Il se releva aussitôt et fixa la porte d'entrée de sa chambre, habituellement ouverte afin que ses parents puissent venir l'aider en cas de besoin. Ce soir-là, il avait eu un mauvais pressentiment, et avait décidé de fermer la porte. Lorsqu'il entendit des bruits de pas terrifiants, il ne regretta absolument pas son choix.

«Edgar...»

Le petit garçon se figea : il connaissait bien cette voix, cette voix qu'il entendait tous les jours avant la mort du propriétaire de cette voix.
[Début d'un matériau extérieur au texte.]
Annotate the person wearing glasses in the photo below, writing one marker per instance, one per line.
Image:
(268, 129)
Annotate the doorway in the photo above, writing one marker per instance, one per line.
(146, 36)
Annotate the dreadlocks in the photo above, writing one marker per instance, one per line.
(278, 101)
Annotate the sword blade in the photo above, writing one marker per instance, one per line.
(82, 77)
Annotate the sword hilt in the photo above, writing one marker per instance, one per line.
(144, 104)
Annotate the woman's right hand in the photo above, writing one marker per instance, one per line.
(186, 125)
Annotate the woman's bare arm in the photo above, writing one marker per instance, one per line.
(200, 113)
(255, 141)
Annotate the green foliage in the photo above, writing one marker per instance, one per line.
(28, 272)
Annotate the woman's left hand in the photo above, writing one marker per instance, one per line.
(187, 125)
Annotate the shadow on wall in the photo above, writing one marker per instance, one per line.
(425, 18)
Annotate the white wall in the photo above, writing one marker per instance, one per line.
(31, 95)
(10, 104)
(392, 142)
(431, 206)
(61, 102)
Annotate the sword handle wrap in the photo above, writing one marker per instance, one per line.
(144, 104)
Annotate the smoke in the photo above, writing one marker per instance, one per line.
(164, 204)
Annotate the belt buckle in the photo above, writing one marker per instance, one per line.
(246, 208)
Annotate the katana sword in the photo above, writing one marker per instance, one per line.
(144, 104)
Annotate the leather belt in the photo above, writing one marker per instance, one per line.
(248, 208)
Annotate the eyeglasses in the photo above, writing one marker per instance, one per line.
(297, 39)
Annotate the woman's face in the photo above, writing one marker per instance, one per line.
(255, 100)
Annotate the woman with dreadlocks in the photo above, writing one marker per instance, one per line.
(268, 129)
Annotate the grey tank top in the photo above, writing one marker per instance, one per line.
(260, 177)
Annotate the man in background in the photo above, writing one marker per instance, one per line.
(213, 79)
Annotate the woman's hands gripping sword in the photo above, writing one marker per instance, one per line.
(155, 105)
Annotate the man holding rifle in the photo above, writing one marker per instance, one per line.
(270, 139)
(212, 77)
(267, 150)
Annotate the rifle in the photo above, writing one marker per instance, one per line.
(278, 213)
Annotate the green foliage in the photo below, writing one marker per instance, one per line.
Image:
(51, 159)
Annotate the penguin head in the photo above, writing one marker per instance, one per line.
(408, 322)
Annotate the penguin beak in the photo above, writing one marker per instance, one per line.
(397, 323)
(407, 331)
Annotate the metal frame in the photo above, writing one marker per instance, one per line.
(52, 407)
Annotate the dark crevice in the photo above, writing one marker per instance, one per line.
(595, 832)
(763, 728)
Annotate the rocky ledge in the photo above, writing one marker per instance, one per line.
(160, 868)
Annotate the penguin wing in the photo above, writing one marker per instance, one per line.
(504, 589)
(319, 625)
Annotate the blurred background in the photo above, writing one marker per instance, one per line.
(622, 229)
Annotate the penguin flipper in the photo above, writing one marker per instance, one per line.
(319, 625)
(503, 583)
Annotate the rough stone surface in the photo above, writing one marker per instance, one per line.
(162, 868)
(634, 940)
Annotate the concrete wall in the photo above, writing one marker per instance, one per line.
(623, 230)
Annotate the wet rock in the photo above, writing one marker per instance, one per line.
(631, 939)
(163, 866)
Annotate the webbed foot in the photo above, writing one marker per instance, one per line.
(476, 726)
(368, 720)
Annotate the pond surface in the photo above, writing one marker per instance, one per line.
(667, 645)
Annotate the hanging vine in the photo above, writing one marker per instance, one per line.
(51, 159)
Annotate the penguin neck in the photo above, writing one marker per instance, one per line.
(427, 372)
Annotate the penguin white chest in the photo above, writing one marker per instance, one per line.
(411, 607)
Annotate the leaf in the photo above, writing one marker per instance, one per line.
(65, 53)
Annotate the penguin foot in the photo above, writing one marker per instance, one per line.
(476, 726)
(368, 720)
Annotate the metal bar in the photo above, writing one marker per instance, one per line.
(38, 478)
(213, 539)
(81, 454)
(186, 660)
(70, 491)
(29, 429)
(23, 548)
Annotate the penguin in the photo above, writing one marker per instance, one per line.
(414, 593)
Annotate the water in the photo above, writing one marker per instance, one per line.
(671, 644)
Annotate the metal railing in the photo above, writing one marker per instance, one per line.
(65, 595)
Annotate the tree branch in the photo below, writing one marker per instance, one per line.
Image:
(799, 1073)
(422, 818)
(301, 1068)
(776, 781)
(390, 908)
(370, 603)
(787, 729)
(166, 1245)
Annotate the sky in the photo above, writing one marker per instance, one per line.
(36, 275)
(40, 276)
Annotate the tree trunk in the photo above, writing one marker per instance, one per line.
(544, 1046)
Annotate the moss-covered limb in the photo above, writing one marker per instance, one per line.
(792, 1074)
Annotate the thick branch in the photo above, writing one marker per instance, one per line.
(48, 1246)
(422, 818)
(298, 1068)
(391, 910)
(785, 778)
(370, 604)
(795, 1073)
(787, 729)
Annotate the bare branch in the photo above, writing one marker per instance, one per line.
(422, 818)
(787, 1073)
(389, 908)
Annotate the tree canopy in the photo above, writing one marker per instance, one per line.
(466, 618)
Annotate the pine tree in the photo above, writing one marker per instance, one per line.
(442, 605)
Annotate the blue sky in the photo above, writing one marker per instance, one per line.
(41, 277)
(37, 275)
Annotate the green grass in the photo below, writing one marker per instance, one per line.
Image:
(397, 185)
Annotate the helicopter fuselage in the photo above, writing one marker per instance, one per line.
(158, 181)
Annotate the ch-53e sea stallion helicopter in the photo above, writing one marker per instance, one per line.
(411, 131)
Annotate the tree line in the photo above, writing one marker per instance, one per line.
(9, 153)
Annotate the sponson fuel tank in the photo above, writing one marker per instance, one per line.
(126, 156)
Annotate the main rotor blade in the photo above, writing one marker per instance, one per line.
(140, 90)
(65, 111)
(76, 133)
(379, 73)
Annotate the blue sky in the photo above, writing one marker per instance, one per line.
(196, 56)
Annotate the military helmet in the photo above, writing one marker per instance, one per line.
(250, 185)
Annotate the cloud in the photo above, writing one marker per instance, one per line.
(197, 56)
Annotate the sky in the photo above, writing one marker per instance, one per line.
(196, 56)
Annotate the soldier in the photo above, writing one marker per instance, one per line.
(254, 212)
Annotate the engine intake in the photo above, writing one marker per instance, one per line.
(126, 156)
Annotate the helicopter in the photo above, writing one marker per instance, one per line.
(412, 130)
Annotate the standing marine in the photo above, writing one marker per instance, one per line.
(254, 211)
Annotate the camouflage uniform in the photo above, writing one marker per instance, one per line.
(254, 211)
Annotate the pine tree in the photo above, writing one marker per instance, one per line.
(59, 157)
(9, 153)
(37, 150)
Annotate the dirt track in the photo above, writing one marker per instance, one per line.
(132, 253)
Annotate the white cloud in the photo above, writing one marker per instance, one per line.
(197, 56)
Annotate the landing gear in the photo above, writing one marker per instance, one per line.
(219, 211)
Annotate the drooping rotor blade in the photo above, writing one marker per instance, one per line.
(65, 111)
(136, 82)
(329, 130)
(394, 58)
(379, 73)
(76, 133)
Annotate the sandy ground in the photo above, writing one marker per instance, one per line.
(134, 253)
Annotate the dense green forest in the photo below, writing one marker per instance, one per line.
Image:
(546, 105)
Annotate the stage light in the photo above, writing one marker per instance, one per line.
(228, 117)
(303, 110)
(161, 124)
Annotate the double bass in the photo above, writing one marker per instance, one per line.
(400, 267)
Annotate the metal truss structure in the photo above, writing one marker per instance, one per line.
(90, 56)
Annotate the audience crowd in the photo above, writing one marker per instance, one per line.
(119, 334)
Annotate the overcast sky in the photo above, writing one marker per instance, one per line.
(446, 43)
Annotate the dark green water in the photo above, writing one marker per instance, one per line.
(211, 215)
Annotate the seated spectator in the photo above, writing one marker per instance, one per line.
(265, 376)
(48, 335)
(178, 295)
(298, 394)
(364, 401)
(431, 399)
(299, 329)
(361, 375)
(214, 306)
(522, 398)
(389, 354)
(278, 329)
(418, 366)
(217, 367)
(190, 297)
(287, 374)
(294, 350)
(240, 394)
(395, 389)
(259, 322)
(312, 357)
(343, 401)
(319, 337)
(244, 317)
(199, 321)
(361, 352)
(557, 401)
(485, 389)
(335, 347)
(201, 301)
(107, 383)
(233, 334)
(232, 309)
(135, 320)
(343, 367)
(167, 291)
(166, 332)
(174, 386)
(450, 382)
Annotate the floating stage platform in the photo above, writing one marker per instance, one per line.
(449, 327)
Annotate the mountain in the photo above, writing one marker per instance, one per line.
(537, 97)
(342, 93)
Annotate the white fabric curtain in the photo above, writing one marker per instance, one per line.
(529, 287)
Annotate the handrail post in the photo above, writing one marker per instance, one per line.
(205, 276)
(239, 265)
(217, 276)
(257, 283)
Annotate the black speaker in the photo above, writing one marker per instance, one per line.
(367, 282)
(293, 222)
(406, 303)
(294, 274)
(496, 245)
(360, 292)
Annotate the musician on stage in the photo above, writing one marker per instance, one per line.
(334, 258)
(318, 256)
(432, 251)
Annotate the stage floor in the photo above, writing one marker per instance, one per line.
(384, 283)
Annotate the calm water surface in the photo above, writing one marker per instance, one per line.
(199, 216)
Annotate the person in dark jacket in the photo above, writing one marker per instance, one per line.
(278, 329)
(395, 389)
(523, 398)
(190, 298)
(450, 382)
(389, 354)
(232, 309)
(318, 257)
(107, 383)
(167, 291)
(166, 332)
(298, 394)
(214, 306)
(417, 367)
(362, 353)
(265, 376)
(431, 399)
Cette voix douce, cette voix enchanteresse, cette voix devenue macabre, lui rappelant ainsi ses pires cauchemars.

«Edgar...»

Edgar ne bougea pas, et continua de fixer la porte de sa chambre, toujours fermée. Il ne voulait pas écouter cette voix, mais il voulait à la fois savoir de qui venait cette voix. Cette voix qui le hantait depuis deux mois, depuis que son propriétaire était mort. Il voulait savoir qui se cachait derrière cette voix terrifiante.

«Edgar...»

Le garçon dit doucement :

«C'est toi, Tabata ?»

Soudain, Edgar ne fit plus un seul bruit : les pas s'étaient arrêtés de résonner dans le couloir, et ceux-ci semblaient s'être interrompus juste en face de la porte de sa chambre.

«Edgar ?»

Le ton interrogatif de la voix glaça le sang du garçon, gardant désespérément son œil unique ouvert. C'est alors que la poignée s'abaissa lentement...très...très lentement. À ce rythme-là, une tortue aurait pu faire le tour du couloir. Lorsque la porte s'ouvrit, Edgar put voir la personne qui l'appeler par son prénom. Durant ces deux mois de torture psychologique, il avait refusé de croire à cela, et pourtant, c'était bien vrai : Tabata était revenu d'entre-les-morts, pour revoir Edgar une dernière fois.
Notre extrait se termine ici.